Auf was hast du den Sensor dann angeschlossen? Das Teil muss ja an irgendein Aquaero Bauteil dran, funktioniert also nicht mit dem Quadro oder?

In der Praxis ist dein Flowmeter wahrscheinlich deutlich besser als das, das ich bestellt habe, aber man kann das "billige" Teil bestimmt auch nutzen oder?


----------



## IICARUS (30. Dezember 2019)

*AW: Einstieg in die Welt der WaKü | Erste Fragen*

Zu deinem bestellten DFS kann ich nichts mit beitragen, kenne ich selbst auch nur aus Produktbeschreibungen. 

Bei mir ist mein DFS von Aquacomputer an meine Ultimate Pumpe angeschlossen, da diese Pumpe auch eine Steuerung per Aquasuite mit beinhaltet.

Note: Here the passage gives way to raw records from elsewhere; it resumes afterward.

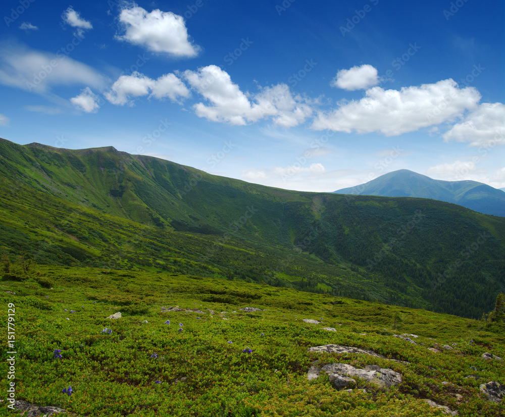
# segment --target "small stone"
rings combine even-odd
[[[111,314],[107,318],[112,320],[113,319],[121,319],[121,314],[118,311],[118,312],[115,312],[114,314]]]
[[[354,387],[356,385],[356,381],[352,378],[341,375],[339,374],[333,374],[329,373],[328,376],[333,387],[337,390],[348,388],[349,387]]]
[[[442,410],[446,414],[449,414],[451,415],[458,415],[458,411],[453,411],[448,407],[446,405],[440,405],[439,404],[437,404],[434,401],[431,400],[429,400],[427,398],[425,398],[424,400],[428,403],[428,405],[431,407],[436,407],[437,408],[441,408]]]
[[[489,352],[486,352],[485,353],[483,353],[482,357],[483,359],[494,359],[496,360],[502,360],[501,357],[495,356],[492,353],[490,353]]]
[[[486,394],[488,400],[493,402],[501,403],[505,395],[505,385],[496,381],[481,384],[479,389]]]

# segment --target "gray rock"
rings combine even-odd
[[[44,417],[45,416],[49,417],[58,413],[67,412],[66,410],[58,407],[54,407],[52,405],[47,406],[37,405],[25,401],[14,401],[14,408],[20,414],[23,413],[24,417],[38,417],[42,415]]]
[[[121,314],[118,311],[118,312],[115,312],[114,314],[111,314],[107,318],[108,319],[121,319],[121,317],[122,317],[121,316]]]
[[[314,363],[317,362],[316,360]],[[307,379],[309,381],[312,381],[313,379],[316,379],[319,376],[320,372],[321,370],[318,368],[315,364],[313,364],[312,367],[309,368],[309,372],[307,373]]]
[[[254,312],[255,311],[266,311],[266,310],[262,310],[261,308],[257,308],[256,307],[244,307],[243,308],[239,308],[245,312]]]
[[[435,402],[435,401],[429,400],[427,398],[425,398],[424,400],[428,403],[428,405],[431,407],[436,407],[437,408],[441,408],[442,410],[446,414],[448,414],[450,415],[458,415],[458,411],[452,411],[450,408],[446,405],[440,405],[439,404],[437,404]]]
[[[333,386],[335,389],[342,390],[348,388],[349,387],[354,387],[356,385],[356,381],[352,378],[348,377],[344,377],[339,374],[333,374],[331,372],[327,373],[330,382]]]
[[[481,384],[479,389],[486,394],[488,400],[493,402],[501,403],[505,395],[505,385],[496,381]]]
[[[403,334],[401,335],[401,336],[402,336],[403,337],[409,337],[410,336],[410,337],[413,337],[414,339],[417,339],[419,337],[417,335],[413,335],[412,334],[409,335],[407,334],[407,333],[404,333]]]
[[[346,363],[328,363],[320,369],[317,369],[315,366],[311,367],[309,375],[311,380],[317,378],[321,371],[330,376],[330,381],[334,386],[341,386],[341,388],[337,388],[338,389],[348,388],[351,383],[349,381],[350,378],[343,379],[344,376],[358,377],[381,388],[389,388],[397,385],[402,381],[399,374],[389,368],[382,368],[378,365],[367,365],[364,369],[360,369]],[[340,378],[337,379],[337,376]]]
[[[352,347],[348,346],[342,346],[341,345],[323,345],[323,346],[317,346],[313,347],[310,347],[308,350],[309,352],[324,352],[327,353],[363,353],[366,355],[380,357],[382,359],[387,359],[388,360],[392,360],[394,362],[399,362],[402,363],[408,363],[408,362],[403,362],[401,360],[396,360],[395,359],[390,359],[383,355],[381,355],[374,352],[373,350],[367,350],[362,349],[360,347]]]
[[[407,340],[408,342],[409,342],[411,343],[414,343],[415,345],[417,345],[417,343],[416,343],[414,341],[414,340],[413,340],[412,339],[411,339],[409,337],[406,337],[405,336],[402,336],[402,336],[398,336],[398,335],[393,335],[393,337],[397,337],[398,339],[403,339],[403,340]]]
[[[495,359],[496,360],[502,360],[501,357],[495,356],[492,353],[490,353],[489,352],[486,352],[485,353],[482,353],[482,357],[483,359]]]

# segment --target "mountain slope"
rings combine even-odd
[[[505,222],[421,198],[290,191],[112,147],[0,140],[0,252],[265,282],[480,317]]]
[[[479,213],[505,217],[505,194],[501,190],[477,181],[434,180],[408,170],[390,172],[366,184],[334,192],[432,198],[458,204]]]

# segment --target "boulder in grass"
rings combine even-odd
[[[333,374],[331,372],[328,373],[328,379],[330,382],[336,390],[343,390],[353,388],[356,385],[356,381],[352,378],[341,375],[339,374]]]
[[[489,401],[493,402],[501,403],[505,395],[505,385],[496,381],[481,384],[479,389],[486,394]]]
[[[401,376],[389,368],[382,368],[378,365],[367,365],[364,369],[356,368],[346,363],[328,363],[320,369],[313,366],[308,373],[308,379],[315,379],[321,372],[327,374],[334,387],[337,389],[348,388],[355,382],[350,382],[350,377],[368,381],[381,388],[389,388],[401,383]]]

Ansonsten hätte ich sie auch mit meinem Board anschließen können, da mein Mainboard auch ein Anschluss dazu da hat. Aber übers Mainboard ist mir nicht bekannt wie und was angezeigt werden würde, da ich ihn noch nie darüber angeschlossen habe.

Habe früher ein Aquaero 6 LT gehabt, aber das ist mir Anfang dieses Jahres defekt gegangen. Da ich aber einiges auf Board und Pumpe anschließen kann habe ich mir kein neues mehr gekauft. Bevor ich auch Hardtube umgestiegen bin hatte ich mir sogar überlegt ob ich mir einen neuen kaufen soll. Am ende habe ich mich dazu entschieden diese 100 Euro lieber in meine neuen Hardtube zu investieren, da ja auch so bei mir alles bereits gut läuft. 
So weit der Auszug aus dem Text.